Examples of divergent series summed by means of the analytic continuation of the corresponding

Question

For my Bachelor's thesis, I am investigating divergent series. This is (yet another) question on this topic.

Apparently, a divergent series $$ S = \sum_{n=1}^{\infty} a_{n} $$ can be summed by means of analytic continuation of the corresponding dirichlet series $$ f(s) = \sum_{n=1}^{\infty} \frac{ a_{n} }{n^{s}} $$ at $s=0$.

Howevever, I can not find any examples of divergent series being summed by means of this method (for example, I can't find anything in Hardy's Divergent Series). Can you please provide me with some examples and/or theory which show how this method can be used to sum divergent series? References are also very much appreciated.

Answer 1

For example, for any Dirichlet character $\chi$, the sums $\sum_{n=1}^\infty \chi(n)$ can be summed by analytic continuation of $\sum_n \chi(n)/n^s$, which has a meromorphic continuation.

Similarly, for many other arithmetical functions (such as coefficients of modular forms) the analogous sum has a meromorphic continuation, so is summable in this sense.

However, not every reasonable sequence of coefficients, even if admitting reasonable-looking arithmetic descriptions, gives a Dirichlet series with a meromorphic continuation. Some have natural boundaries, as was discovered by Estermann c. 1928. An account of some relatively elementary examples is in my course notes, linked-to from the HTML with title "Estermann phenomenon", from my course-notes page at http://www.math.umn.edu/~garrett/m/mfms/

In fairly immediate situations, and in general, the question of whether a Dirichlet series has a meromorphic continuation (beyond a fairly obvious half-plane) is a difficult open question.

Answer 2

Example.

The power series $f(x)=\sum_{n=1}^\infty (2^{m_2(n)+1}-1)x^n$, where $m_2(n)$ is the multiplicity of the factor $2$ of $n$ (the $2$-adic order of $n$), diverges for all $x\neq 0$. As $f(x)-2f(x^2)=x+x^2+x^3+\cdots=x/(1-x)$ for $|x|<1$, its iterated elementary Ramanujan sum is $1/2$ (definition, also here).

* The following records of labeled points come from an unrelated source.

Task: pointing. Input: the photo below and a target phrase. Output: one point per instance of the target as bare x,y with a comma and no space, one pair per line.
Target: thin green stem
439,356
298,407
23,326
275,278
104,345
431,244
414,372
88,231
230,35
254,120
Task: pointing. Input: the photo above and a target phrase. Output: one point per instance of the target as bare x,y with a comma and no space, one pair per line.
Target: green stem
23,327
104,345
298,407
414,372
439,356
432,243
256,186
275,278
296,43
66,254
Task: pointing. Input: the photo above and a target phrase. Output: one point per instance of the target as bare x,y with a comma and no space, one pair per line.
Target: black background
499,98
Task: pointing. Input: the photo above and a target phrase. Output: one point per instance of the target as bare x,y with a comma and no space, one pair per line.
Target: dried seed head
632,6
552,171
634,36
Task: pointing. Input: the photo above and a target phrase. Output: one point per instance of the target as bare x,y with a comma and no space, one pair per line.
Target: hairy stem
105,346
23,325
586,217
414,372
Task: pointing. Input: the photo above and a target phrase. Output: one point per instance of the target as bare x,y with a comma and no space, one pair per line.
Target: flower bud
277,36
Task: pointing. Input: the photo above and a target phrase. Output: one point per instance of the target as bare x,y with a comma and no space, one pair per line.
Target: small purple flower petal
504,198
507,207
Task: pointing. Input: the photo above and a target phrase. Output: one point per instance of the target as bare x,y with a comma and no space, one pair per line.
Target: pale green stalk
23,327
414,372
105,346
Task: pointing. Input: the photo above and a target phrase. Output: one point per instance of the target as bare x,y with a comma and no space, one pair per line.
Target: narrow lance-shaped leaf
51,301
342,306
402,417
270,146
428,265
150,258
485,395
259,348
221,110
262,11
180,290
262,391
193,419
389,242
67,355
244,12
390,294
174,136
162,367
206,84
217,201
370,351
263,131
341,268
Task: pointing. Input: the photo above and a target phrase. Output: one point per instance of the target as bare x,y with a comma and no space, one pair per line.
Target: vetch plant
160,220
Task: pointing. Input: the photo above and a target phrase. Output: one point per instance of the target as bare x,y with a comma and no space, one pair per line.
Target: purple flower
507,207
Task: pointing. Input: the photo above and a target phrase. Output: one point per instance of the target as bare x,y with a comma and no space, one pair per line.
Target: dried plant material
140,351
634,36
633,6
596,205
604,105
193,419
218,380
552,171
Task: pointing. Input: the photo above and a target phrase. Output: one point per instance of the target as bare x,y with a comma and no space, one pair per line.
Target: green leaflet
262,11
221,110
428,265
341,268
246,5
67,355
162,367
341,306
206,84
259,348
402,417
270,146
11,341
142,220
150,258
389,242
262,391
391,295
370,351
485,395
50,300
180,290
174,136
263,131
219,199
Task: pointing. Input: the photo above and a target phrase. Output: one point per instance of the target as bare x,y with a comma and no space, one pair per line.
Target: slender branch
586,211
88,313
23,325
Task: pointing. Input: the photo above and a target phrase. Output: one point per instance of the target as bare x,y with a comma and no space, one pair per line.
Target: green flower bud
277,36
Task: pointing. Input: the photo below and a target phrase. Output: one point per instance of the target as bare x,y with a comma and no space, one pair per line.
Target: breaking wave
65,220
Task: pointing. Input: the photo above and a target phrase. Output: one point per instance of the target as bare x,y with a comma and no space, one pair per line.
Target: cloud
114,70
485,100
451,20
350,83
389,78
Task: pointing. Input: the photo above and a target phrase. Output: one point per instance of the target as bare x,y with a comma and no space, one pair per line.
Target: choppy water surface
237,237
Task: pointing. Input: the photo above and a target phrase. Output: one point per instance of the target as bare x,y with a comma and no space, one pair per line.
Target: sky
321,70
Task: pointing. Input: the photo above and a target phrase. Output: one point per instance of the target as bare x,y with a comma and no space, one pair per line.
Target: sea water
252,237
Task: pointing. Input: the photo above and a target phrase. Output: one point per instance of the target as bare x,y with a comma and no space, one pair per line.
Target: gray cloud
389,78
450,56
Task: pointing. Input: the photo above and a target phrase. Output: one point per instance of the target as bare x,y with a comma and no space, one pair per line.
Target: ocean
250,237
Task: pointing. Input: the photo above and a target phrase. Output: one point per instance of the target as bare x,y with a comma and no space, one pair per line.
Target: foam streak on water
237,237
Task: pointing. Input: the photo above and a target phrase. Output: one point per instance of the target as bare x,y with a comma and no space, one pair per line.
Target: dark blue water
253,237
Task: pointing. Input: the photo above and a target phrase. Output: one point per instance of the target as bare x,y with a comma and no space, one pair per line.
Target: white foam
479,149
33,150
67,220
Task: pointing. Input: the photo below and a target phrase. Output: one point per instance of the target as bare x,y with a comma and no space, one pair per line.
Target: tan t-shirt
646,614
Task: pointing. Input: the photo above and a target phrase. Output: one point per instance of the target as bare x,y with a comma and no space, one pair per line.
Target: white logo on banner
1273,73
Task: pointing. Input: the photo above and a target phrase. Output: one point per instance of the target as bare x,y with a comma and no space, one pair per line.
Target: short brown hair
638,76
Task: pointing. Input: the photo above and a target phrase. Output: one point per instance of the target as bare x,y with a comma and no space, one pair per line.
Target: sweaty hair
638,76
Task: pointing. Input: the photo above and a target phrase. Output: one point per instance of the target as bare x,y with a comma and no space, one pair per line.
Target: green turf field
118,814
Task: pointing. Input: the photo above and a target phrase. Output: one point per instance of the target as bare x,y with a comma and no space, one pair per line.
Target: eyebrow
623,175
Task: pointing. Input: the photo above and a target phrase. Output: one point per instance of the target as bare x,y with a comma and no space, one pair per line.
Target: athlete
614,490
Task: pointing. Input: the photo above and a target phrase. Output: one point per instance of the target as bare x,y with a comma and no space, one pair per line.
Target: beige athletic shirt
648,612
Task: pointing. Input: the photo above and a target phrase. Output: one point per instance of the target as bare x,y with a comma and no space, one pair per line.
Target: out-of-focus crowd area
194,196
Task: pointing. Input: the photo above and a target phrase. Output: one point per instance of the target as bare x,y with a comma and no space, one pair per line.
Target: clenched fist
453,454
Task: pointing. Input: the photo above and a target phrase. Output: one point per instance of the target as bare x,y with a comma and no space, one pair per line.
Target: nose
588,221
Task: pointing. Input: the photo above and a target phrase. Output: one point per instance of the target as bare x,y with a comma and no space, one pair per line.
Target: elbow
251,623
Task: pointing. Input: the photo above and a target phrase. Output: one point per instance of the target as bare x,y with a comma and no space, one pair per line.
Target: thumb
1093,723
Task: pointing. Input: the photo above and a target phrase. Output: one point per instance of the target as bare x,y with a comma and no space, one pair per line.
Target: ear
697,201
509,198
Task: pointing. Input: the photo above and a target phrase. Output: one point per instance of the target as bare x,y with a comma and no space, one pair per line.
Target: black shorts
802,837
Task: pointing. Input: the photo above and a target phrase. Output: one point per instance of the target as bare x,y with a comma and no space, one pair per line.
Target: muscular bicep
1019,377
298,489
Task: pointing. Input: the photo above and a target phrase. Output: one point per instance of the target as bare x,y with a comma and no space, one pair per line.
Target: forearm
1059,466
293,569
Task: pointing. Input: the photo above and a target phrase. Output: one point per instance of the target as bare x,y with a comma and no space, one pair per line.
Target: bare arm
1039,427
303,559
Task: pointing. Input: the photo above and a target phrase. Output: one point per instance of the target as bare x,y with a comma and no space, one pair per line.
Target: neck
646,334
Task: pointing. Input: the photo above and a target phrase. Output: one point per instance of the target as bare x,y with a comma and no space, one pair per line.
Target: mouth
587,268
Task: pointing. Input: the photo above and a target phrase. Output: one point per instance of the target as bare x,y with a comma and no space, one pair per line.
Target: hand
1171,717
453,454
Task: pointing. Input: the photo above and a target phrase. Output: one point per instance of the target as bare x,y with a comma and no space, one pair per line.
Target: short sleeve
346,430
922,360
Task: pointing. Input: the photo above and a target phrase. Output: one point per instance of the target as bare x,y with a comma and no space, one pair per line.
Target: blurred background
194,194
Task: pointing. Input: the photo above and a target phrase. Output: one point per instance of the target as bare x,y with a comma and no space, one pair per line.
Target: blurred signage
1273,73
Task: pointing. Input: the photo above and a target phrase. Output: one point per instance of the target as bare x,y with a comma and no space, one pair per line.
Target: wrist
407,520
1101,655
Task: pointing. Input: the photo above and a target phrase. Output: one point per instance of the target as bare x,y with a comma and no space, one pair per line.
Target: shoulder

The Dirichlet series $F(s)=\sum_{n=1}^\infty (2^{m_2(n)+1}-1)n^{-s}$ converges in the half-plane $\sigma>2$. It takes the form $$ F(s)=\frac{1}{1-2^{1-s}}\zeta(s) $$ (here). Therefore, $F(0)=-\zeta(0)=1/2$.

Edit. Change notation: $f_2(x)=f(x)$, $f_1(x)=x+x^2+x^3+\cdots $ and $f_0(x)=x-x^2+x^3-\cdots $.

We know that $f_0(x)=x/(1+x)$ for $|x|<1$ is Abel summable to $\sum_{n=1}^\infty (-1)^{n+1}=1/2$ at $x=1$ (Grandi series) (here), $f_1(x)-2f_1(x^2)=f_0(x)$ and $f_2(x)-2f_2(x^2)=f_1(x)$.

In general, for $f(x)=\sum_{n=0}^\infty a_n x^n$, $f^{(N)}(x)$ is defined by $$ f^{(N)}(x)=\left(x\frac{d}{dx}\right)^N f(x)~. $$

We have $f_1^{(N)}(x)-2^{N+1}f_1^{(N)}(x^2)=f_0^{(N)}(x)$ and $f_2^{(N)}(x)-2^{N+1}f_2^{(N)}(x^2)=f_1^{(N)}(x)$.

We know that the elementary Ramanujan sum of $f_1^{(N)}(x)$ at $x=1$ is $$ f_1^{(N)}(1)=\frac{f_0^{(N)}(1)}{1-2^{N+1}}=\zeta(-N)~. $$

The iterated elementary Ramanujan sum of $f_2^{(N)}(x)$ at $x=1$ is $$ f_2^{(N)}(1)=\frac{f_1^{(N)}(1)}{1-2^{N+1}}=\frac{1}{1-2^{1+N}}\zeta(-N) =F(-N) $$ (also here).